Alexander Morus (or Moir or More) (25 September 1616, Castres – 28 September 1670, Paris[1]) was a Franco-Scottish Protestant preacher.
More's father, born in Scotland, was a rector at a Huguenot college in the town of Castres in Languedoc.[2] In 1636 he left to study theology in Geneva, where he became professor in Greek in 1639. By 1648, he was professor of theology, pastor and dean of the Academy in Geneva.
He was an Amyraldist, and ran into trouble in Geneva where his orthodoxy was suspect. He was appointed successor to Friedrich Spanheim, but then was forced to leave Geneva.[3]
He was working in the Netherlands in the 1650s. In 1654, John Milton launched a vitriolic attack upon him, in his Defensio Secunda, in the mistaken belief that he was the author of an anonymous Royalist work containing a "rabid" attack on Milton, called Regii sanguinis clamor ad coelum (Cry of the King's blood to Heaven). Morus replied with Fides Publica in 1654, published like the Regii sanguinis by Adriaan Vlacq (also attacked by Milton).[4] Milton then launched a second attack after Morus's reply.

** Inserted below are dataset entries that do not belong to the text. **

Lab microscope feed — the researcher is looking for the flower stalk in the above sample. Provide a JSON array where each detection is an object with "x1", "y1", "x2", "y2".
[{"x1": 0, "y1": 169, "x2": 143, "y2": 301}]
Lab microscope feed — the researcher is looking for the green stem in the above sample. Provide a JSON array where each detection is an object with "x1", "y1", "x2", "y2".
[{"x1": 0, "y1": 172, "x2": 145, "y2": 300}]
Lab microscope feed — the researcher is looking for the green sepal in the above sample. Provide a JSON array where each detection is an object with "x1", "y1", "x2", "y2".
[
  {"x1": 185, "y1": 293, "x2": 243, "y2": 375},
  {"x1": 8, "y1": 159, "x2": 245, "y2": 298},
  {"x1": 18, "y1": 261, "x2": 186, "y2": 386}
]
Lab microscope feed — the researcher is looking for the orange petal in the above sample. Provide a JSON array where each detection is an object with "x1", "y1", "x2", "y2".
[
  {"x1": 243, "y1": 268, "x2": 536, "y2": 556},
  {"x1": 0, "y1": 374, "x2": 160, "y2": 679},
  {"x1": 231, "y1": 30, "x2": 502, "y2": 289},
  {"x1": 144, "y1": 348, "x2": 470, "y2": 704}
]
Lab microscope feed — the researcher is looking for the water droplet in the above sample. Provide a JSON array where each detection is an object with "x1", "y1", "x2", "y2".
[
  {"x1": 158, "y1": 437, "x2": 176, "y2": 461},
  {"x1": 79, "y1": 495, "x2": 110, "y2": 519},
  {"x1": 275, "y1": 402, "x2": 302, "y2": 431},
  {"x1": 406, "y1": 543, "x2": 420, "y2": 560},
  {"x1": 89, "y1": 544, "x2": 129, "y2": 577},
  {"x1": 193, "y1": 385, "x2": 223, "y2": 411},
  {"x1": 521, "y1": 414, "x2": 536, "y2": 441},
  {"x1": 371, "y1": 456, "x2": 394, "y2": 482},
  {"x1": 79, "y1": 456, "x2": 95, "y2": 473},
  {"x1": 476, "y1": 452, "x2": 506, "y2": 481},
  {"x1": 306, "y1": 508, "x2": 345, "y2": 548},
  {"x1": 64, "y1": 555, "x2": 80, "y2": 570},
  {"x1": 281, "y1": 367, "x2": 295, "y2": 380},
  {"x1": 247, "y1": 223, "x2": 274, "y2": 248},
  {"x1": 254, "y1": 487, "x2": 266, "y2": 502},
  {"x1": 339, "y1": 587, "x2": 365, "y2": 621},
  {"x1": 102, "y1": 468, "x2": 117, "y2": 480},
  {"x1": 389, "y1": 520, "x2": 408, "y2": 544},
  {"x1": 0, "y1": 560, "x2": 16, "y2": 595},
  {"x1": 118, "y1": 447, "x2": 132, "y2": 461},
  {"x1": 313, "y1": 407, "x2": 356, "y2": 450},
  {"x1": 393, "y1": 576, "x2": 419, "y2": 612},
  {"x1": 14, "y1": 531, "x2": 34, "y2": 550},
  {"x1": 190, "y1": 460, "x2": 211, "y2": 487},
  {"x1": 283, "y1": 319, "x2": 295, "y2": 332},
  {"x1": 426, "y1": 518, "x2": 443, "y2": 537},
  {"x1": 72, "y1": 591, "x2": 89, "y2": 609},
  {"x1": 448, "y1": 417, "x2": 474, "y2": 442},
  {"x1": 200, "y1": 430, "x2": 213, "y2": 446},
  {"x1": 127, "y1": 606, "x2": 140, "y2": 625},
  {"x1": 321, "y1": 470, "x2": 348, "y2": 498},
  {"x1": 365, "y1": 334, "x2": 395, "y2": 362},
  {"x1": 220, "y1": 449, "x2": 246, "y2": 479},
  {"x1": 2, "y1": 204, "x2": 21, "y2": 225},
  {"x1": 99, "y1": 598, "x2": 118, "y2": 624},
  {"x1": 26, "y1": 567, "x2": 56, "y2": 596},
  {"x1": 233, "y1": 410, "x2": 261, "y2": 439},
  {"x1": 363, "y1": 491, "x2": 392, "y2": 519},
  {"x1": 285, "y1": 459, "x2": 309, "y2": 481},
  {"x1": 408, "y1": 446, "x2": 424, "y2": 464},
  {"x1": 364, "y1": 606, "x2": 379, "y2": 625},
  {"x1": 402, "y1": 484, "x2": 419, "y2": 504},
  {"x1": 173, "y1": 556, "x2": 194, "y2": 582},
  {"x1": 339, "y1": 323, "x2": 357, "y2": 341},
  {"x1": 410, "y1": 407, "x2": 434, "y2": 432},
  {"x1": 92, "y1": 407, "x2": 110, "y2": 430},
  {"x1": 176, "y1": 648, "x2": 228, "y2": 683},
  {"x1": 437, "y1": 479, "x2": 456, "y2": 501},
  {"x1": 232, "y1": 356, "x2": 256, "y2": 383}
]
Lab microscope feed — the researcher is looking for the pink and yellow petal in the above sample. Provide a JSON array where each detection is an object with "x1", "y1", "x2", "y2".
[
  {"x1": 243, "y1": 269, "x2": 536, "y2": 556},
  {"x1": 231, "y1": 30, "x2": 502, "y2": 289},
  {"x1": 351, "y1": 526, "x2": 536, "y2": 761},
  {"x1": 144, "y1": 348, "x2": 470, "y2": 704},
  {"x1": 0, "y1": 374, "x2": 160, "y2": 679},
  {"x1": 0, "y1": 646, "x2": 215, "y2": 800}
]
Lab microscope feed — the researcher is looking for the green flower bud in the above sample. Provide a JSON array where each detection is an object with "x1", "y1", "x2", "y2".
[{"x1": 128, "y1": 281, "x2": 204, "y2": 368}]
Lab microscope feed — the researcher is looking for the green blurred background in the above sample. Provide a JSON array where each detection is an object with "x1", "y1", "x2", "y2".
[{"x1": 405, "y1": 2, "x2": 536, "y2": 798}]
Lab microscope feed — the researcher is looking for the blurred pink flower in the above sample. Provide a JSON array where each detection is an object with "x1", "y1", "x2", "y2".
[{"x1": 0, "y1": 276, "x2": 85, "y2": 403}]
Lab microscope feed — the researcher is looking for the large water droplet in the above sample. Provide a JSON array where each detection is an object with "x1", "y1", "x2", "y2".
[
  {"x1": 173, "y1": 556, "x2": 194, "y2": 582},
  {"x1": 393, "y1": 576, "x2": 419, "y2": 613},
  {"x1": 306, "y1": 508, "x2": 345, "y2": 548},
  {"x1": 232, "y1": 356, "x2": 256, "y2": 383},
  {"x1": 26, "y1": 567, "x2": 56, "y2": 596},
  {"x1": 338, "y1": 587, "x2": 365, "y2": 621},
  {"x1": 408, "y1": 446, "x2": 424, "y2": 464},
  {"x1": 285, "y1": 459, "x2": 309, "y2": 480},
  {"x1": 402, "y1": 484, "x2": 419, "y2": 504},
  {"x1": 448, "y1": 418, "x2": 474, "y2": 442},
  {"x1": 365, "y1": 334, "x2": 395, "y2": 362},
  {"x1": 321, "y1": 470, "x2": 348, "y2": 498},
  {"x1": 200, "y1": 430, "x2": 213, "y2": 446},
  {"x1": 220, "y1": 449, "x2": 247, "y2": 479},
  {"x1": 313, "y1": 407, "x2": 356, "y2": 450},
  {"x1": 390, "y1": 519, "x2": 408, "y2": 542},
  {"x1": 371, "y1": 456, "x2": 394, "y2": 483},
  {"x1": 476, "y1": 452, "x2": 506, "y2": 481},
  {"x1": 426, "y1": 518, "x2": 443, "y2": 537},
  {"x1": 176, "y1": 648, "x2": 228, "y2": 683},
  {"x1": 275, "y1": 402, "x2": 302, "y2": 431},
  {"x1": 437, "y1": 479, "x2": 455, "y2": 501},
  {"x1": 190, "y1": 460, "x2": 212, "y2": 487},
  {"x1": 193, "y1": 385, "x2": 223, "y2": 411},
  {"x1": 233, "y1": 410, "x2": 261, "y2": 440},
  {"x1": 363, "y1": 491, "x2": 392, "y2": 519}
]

The true authorship of the Regii sanguinis, written by Pierre Du Moulin, sent to Salmasius and only seen into print by Morus, came out in 1670.[5]
He was professor of ecclesiastical history at Amsterdam from 1652 to 1659, and pastor at Charenton for the last year of his life.[6] During his time at Amsterdam he completed the second edition of Joseph Justus Scaliger's Thesaurus temporum and had it published there in 1658.[7]